Source: data adapted from Cruise Market Watch.
(Detailed PDF map)
Cruise Passengers Visits, Caribbean, 2012
The Caribbean is the world's largest cruise shipping market, representing over 40% of the annual cruise supply. It serves as an ideal cruising destination for the following reasons:
  • Geography. The Caribbean is mostly a chain of islands in close proximity implying short cruising distances between ports of call. The climate is subtropical with limited temperature fluctuations, albeit the hurricane season (August to October) can create some disruptions. There is a variety of landscapes ranging from rain forests to semi-arid conditions as well as the presence of coral and volcanic islands.
  • Historical and cultural. The region has a long history associated with European colonialism and accounts for the oldest settlements in the Americas.

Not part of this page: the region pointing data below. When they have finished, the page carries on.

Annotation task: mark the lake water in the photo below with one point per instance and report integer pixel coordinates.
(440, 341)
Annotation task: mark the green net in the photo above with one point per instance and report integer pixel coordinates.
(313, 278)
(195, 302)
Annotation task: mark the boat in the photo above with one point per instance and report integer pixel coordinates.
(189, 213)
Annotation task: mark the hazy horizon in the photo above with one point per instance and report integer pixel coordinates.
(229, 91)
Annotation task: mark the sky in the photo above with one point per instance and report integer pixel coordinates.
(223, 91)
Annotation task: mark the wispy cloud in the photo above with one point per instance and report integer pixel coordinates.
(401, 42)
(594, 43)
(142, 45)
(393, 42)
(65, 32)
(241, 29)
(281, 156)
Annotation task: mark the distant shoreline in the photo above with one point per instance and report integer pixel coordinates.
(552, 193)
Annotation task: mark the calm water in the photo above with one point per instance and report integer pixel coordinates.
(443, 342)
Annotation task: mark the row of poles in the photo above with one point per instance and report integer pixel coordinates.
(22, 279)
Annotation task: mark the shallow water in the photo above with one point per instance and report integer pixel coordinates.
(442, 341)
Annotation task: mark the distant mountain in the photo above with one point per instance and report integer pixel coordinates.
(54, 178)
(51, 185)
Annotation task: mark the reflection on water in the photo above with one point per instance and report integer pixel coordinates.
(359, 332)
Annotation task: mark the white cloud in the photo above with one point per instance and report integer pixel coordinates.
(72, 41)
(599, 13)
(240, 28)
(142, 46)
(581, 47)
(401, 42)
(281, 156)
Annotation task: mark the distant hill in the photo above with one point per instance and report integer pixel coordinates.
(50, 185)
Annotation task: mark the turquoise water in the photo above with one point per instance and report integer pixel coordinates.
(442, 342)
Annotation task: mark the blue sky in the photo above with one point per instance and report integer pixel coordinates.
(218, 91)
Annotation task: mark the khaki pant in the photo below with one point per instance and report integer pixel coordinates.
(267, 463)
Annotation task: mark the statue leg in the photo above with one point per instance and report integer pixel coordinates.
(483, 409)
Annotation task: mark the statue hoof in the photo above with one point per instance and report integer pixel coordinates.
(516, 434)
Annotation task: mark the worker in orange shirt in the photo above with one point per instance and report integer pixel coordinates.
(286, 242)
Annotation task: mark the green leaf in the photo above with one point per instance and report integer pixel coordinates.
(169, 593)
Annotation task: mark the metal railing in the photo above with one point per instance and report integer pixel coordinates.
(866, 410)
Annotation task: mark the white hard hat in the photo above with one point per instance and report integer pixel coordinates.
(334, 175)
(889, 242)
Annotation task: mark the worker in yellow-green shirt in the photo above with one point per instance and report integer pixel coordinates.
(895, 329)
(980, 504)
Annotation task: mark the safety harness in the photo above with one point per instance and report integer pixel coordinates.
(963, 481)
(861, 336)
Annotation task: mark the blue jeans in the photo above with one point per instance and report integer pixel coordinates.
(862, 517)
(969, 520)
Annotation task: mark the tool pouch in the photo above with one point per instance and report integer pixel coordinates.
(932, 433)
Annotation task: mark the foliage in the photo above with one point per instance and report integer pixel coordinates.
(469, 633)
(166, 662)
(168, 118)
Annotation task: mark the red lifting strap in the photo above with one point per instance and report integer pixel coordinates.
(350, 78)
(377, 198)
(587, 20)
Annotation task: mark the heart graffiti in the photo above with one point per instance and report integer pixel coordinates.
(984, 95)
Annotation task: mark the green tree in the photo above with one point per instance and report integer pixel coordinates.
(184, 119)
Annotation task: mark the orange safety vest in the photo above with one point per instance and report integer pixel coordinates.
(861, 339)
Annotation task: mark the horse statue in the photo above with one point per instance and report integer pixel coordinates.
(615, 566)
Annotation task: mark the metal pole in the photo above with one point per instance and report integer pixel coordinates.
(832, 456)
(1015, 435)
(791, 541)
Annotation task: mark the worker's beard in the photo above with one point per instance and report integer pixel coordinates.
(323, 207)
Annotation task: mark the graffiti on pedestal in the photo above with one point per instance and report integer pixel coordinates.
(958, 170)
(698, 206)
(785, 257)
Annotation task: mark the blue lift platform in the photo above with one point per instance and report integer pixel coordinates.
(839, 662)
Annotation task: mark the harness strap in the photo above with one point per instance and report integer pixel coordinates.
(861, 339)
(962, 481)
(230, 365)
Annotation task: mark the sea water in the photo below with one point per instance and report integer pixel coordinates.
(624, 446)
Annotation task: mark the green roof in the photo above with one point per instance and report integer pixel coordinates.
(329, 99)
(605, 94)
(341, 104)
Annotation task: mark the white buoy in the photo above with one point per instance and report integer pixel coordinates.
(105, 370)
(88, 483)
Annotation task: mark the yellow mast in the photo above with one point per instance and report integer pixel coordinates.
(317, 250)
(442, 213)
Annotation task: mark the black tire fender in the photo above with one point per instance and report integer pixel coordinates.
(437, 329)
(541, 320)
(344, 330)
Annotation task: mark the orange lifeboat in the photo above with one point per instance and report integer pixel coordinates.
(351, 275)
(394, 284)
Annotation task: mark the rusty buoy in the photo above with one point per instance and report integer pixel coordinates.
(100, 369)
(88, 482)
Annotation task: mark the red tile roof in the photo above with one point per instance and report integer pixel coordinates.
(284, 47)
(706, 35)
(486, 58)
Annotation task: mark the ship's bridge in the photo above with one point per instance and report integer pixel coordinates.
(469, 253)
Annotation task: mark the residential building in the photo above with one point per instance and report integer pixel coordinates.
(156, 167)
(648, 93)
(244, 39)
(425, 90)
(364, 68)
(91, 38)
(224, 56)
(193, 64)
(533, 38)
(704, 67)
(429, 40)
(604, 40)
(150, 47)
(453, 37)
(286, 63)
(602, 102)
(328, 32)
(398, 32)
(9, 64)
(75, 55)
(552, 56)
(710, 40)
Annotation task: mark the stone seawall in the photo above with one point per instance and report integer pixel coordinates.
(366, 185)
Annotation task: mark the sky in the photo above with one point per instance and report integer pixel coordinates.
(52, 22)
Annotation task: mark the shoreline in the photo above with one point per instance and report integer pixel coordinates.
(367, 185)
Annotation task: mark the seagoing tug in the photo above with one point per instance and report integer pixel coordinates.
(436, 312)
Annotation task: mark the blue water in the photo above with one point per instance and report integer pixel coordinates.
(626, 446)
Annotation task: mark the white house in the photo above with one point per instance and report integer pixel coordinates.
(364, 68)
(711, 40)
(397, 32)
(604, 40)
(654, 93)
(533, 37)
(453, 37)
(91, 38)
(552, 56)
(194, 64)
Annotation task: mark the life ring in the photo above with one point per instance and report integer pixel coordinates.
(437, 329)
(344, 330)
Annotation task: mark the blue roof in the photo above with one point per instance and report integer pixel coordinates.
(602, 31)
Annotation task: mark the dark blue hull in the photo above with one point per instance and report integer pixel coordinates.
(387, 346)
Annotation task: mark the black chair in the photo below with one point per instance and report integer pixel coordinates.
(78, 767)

African, Hispanic, English, French and Dutch influences are prevalent, conferring a very diversified cultural landscape that often changes completely from one island to the other. Therefore, the cruise industry is able to offer to its customers a variety of cultural experiences in close proximity.

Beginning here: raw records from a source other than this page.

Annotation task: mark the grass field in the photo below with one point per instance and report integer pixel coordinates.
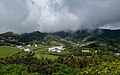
(42, 52)
(8, 51)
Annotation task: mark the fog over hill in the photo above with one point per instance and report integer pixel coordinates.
(58, 15)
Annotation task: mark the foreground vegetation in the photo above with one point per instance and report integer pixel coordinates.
(8, 51)
(68, 63)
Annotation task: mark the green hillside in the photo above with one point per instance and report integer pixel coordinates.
(8, 51)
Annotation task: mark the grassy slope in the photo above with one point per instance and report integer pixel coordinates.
(42, 51)
(8, 51)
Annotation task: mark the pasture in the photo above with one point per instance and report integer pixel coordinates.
(8, 51)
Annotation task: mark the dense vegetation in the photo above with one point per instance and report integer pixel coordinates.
(101, 60)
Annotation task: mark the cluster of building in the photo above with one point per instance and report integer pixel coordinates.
(23, 48)
(56, 49)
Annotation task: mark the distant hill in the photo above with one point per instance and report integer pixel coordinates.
(100, 38)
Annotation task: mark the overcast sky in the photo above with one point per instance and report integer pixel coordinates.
(58, 15)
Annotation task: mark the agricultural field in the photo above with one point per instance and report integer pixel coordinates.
(8, 51)
(42, 52)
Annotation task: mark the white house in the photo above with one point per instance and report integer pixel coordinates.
(35, 45)
(117, 53)
(23, 48)
(86, 51)
(26, 50)
(56, 49)
(28, 45)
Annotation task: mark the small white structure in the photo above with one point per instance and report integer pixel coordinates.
(20, 47)
(86, 51)
(26, 50)
(23, 48)
(35, 45)
(56, 49)
(117, 53)
(28, 45)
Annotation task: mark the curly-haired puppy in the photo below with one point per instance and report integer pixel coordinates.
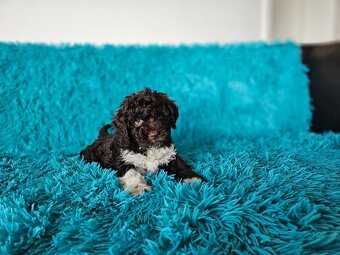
(141, 142)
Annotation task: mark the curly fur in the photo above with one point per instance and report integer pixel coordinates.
(142, 139)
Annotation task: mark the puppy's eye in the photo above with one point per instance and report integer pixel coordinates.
(138, 122)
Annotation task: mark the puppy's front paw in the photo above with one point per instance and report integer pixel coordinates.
(139, 189)
(193, 179)
(134, 183)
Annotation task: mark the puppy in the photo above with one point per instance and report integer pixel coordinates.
(141, 143)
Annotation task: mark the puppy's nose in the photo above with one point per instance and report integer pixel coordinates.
(153, 134)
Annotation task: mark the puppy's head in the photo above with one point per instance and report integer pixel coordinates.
(146, 118)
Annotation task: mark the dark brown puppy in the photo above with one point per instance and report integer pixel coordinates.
(142, 141)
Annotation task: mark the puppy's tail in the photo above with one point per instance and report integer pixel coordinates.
(103, 131)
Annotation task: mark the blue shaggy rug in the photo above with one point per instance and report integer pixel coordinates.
(273, 187)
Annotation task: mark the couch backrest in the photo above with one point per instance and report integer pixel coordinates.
(55, 98)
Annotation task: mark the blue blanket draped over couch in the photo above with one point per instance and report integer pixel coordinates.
(245, 111)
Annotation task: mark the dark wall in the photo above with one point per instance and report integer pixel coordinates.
(323, 61)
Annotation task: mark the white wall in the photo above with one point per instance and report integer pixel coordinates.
(168, 21)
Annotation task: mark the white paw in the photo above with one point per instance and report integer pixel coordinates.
(193, 179)
(134, 183)
(139, 189)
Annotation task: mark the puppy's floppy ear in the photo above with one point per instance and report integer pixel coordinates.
(173, 113)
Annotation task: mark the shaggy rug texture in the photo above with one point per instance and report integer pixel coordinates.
(273, 187)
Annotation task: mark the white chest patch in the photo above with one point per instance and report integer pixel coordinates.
(150, 162)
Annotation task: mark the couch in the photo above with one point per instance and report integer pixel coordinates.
(273, 186)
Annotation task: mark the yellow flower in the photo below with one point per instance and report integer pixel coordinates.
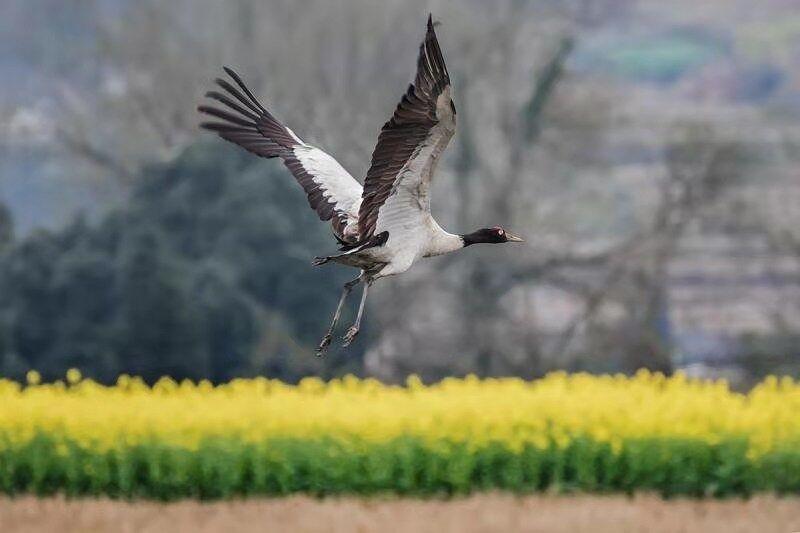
(73, 376)
(33, 377)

  • Commercial. Being adjacent to the United States offers a large market of potential tourists able to afford cruise packages without having to travel far to start a cruising itinerary.
Most Caribbean cruises call from the Miami, Fort Lauderdale or Port Canaveral cruise ports cluster that act as the main turn (hub) ports. All are near major airports well connected to the rest of the United States and major touristic destinations in their own right. New York is also a significant hub port, but its distance limits its Caribbean ports of call options; Kings Wharf (Bermuda) represents a common port call for New York bound Caribbean itineraries. Itineraries using San Juan, Puerto Rico as a hub port have the advantage of being able to effectively cover the southern Caribbean, the furthest from the United States.